In many ways, race was frontal in the Democratic primary battle from the day Obama announced his candidacy on the steps of the Old State Capitol in Springfield some 16 months ago. Could he raise enough money to be competitive? Would Iowa’s overwhelmingly white electorate support his candidacy?

Race came more explicitly into play with the Jan. 26 South Carolina primary, when Obama relied on a solid surge of African American votes to easily defeat Sen. Hillary Clinton and former Sen. John Edwards. Former President Bill Clinton dismissively noted that Jesse Jackson, another black candidate, had won South Carolina as well.

From that point, race was never far from the surface. Sometimes it was the Clinton campaign that stoked it, but not always. Michelle Obama’s comments in Wisconsin about her husband’s candidacy being the first time she was proud of her country as an adult, and the incendiary sermons of Obama’s former pastor Rev. Jeremiah Wright Jr., helped ensure that the contest would be marked by a mix of racial animus and racial pride.

Obama’s campaign navigated those tensions with skill, and the candidate himself projected a steady calm, so that just enough voters and party leaders conferred their votes on him, embracing him as their candidate.

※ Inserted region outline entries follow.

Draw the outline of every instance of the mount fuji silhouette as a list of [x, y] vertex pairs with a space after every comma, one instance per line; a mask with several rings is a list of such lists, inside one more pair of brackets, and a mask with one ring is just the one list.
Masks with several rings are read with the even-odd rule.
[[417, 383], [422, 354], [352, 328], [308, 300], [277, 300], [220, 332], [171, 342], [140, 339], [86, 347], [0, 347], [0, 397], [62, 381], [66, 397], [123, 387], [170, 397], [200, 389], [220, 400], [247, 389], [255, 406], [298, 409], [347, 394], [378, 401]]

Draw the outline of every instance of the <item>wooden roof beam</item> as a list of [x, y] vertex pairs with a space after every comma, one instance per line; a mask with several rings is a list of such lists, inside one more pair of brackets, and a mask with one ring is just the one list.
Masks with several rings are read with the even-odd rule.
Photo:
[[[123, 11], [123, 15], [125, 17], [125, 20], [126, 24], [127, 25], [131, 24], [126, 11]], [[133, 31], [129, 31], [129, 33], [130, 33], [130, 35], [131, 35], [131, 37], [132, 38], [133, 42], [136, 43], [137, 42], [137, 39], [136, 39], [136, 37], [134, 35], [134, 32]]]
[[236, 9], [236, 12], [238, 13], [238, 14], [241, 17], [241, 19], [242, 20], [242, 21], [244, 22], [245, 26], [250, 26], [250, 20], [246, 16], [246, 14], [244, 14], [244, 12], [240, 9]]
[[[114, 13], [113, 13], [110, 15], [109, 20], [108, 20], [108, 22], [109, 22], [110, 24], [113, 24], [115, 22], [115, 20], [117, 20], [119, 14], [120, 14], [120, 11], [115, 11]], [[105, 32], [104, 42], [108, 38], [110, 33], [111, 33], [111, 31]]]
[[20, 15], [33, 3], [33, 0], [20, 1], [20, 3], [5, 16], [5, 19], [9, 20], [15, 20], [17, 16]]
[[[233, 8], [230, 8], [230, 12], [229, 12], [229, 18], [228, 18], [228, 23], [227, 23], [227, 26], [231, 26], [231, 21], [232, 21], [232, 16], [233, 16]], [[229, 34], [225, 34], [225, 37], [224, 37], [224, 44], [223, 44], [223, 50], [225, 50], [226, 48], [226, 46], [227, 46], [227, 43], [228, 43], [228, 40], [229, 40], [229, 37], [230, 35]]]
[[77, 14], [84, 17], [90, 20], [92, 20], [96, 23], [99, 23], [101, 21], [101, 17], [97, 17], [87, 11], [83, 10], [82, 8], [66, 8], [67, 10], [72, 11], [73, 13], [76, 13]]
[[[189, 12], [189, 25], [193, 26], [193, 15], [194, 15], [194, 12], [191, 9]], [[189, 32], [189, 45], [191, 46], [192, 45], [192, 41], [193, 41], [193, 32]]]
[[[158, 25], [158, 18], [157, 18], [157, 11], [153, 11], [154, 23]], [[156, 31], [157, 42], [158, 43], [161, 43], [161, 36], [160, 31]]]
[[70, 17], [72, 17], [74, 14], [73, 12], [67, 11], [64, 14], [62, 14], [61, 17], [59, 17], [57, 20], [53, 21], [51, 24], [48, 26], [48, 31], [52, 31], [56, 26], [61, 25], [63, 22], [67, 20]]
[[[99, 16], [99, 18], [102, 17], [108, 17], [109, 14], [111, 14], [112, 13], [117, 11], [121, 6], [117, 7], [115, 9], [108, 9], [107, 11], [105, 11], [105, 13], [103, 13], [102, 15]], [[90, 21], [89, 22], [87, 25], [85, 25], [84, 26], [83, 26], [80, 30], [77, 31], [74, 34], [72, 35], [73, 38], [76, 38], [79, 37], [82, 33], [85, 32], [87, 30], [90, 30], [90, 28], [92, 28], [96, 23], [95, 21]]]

The playing field now becomes more vast and perilous. If race was a subplot of the Democratic primary, it is likely to be an even more persistent theme of the campaign against Sen. John McCain, the presumptive Republican nominee.

The country simply has too much racial tension in its past for this divisiveness to be absent from the first campaign involving an African American nominee. Republicans have an unfortunate history of exploiting racial divisions for political purposes. And while the McCain campaign will no doubt steer clear of racial appeals, any number of secretive independent groups will surely be happy to fill the void.

On the surface, the campaign between Obama and McCain will be a fought over the traditional subjects of a presidential campaign, peace and prosperity. This is unlikely to be a campaign in which the candidates blur their differences to court the broad pool of independent voters. The gulf between Obama and McCain — on the Iraq war, health care, tax policy, abortion, Supreme Court nominations — is simply too large to beget a campaign of accommodation.

With President George W. Bush’s approval ratings at or near all-time lows, the economy in distress and voters believing the country is terribly off-track, McCain will hardly present himself as offering an extension of the Bush presidency. Which is, of course, precisely how Obama will paint him.

By almost any conventional measure, the table should be set for a huge Democratic victory.

But most polls, for now anyway, point to a very close race. Already networks of conservatives are stoking an image of Michelle Obama as racially insensitive — seeking, perhaps, to tap into the stereotype of an angry black woman. Anonymous e-mails questioning Obama’s faith and patriotism continue to circulate. Latino voters have shown a stubborn resistance to Obama’s appeals. What’s more, the Clinton campaign has made the explicit argument that working-class whites would not vote for Obama in the fall.

The unstated reality underlying these hurdles is that some voters are likely to reject Obama because of his race, even if they won’t admit it publicly. So while Obama celebrated his historic triumph Tuesday night with an audacious event in the very arena where McCain will formally accept the Republican nomination, the Illinois senator immediately confronts an even larger challenge.

Obama’s campaign so far suggests he can meet it. One measure of a potentially successful presidency is how a candidate runs a campaign, an increasingly complicated enterprise. Obama’s wasn’t flawless, but it was close.

It is rare that a phenomenon candidate like Obama doesn’t flame out somewhere along the road. But he did not. He seemed to exude calm when the pressure was greatest. He proved to have both resilience and stamina.

And he had an undeniable star appeal that the nation hasn’t really seen since the campaign of John F. Kennedy in 1960. Kennedy had his burdens in that campaign, notably that of being the first Catholic to win. Obama’s is far greater. But he is nearly halfway along that journey that is at once his and the country’s.